My breaths come out in silent pants as I sprint through the forest, using my smaller form to my advantage as I run through the underbrush. My claws dig into the wet dirt as I use it for grip to propel me forward as I chase after the rogue wolf, the scent of blood making my lips curl in a silent snarl.
Panting breaths and barely-audible footsteps of the wolves behind me tell me that my squadron is attempting to keep up with my fast pace. They’re faster than the rest of the pack wolves—one of the reasons as to why they’ve chosen to become trackers—though they have nothing on my natural speed. Being a runt tends to have its perks.
I slow down as I catch a view of the hulking rogue by one of the rivers lining the southern pack border. We’re quite a few hours outside of the pack’s land, though he may believe that he’s safe considering he’s been running continuously for hours on end and hasn’t seen hide nor hair of us. Most other pack trackers tend to either catch the rogue before they enter no man’s land, or give chase for an hour or two until they’ve gone too far past their pack’s borders.
Not my pack, though.
“The rogue’s up ahead,” I speak through the mindlink. All pack squadrons have separate mindlinks from the general packlink. Parents and pups have these separate links, too, though those are natural unlike the hand-linked groups inside packs. “Quiet your footsteps and watch where your paws go,” I order them.

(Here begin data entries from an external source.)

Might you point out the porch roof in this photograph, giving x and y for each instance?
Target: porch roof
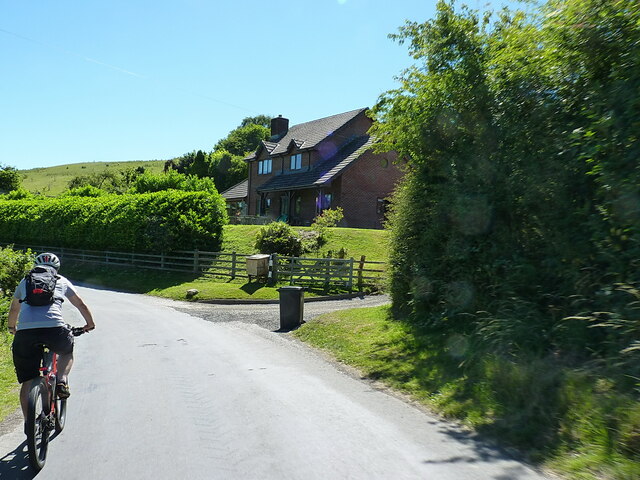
(321, 173)
(237, 192)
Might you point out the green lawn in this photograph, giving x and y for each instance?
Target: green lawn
(374, 244)
(52, 181)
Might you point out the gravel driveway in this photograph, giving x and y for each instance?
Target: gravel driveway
(268, 315)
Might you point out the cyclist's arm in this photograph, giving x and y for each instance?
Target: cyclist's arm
(12, 320)
(77, 302)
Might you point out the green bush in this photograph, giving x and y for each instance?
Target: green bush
(149, 182)
(152, 222)
(14, 265)
(278, 237)
(85, 191)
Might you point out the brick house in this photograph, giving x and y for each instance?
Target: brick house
(326, 163)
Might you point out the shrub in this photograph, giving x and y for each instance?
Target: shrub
(151, 222)
(278, 237)
(85, 191)
(13, 266)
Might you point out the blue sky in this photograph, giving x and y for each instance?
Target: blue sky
(87, 80)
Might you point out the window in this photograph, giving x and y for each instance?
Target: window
(264, 166)
(323, 201)
(264, 206)
(296, 161)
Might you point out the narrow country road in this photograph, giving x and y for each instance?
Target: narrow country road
(168, 390)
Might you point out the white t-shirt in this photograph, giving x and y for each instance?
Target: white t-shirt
(48, 315)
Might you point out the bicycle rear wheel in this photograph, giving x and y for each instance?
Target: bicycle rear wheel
(37, 425)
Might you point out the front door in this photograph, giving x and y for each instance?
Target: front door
(284, 207)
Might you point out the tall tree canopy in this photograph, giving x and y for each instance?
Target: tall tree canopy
(522, 194)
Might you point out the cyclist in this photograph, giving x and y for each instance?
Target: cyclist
(36, 325)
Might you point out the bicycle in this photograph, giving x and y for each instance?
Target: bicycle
(45, 412)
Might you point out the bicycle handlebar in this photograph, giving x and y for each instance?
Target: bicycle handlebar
(77, 331)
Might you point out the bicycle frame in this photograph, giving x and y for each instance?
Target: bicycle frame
(46, 412)
(49, 372)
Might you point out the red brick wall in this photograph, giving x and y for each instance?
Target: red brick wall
(371, 177)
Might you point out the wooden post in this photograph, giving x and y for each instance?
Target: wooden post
(291, 270)
(233, 265)
(360, 267)
(274, 268)
(327, 276)
(350, 285)
(196, 260)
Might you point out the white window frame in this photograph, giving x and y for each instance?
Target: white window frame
(296, 162)
(265, 166)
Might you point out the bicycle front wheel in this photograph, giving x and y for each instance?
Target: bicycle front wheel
(37, 425)
(61, 413)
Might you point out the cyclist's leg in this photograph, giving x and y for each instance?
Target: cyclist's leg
(60, 339)
(26, 359)
(65, 362)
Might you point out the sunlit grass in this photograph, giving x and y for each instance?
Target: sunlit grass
(51, 181)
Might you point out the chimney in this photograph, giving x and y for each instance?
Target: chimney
(279, 126)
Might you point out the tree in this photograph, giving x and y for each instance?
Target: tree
(521, 140)
(263, 120)
(9, 179)
(243, 139)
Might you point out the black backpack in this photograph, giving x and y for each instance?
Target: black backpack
(41, 286)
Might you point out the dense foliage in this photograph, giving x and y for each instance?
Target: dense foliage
(149, 182)
(14, 265)
(9, 179)
(152, 222)
(518, 223)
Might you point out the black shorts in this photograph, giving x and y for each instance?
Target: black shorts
(27, 348)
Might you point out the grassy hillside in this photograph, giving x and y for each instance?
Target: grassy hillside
(52, 181)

Half of the wolves show their dislike at my giving orders with mental growls or just emotion, though I ignore them. I’ve been in this squadron longer than half of them have and I’ve just recently been promoted to second in command. They’re a bit jealous.
I shake off the sting of their unjust dislike at me as I crouch through the underbrush. The scent of blood is getting heavier in the air and I can tell that the majority isn’t the wolf’s own. It’s from one of my pack members, James, who he killed. Which is coincidentally the reason as to why we’re hunting him down for trial. Trackers are rarely allowed to kill rogues on sight unless we’re ordered to or a squadmate’s life is at stake, so we usually leash them and drag them back to the cells to wait out their impending doom. I have no problem with that. A rogue killed my friend.
My golden eyes examine the wolf. His dark colored fur is matted with rusty liquid and his one hind leg is held up in pain. It makes me feel better that James got a few bites in before getting bested in the fight. I can still feel the thrum the packlink has when a pack member has been killed.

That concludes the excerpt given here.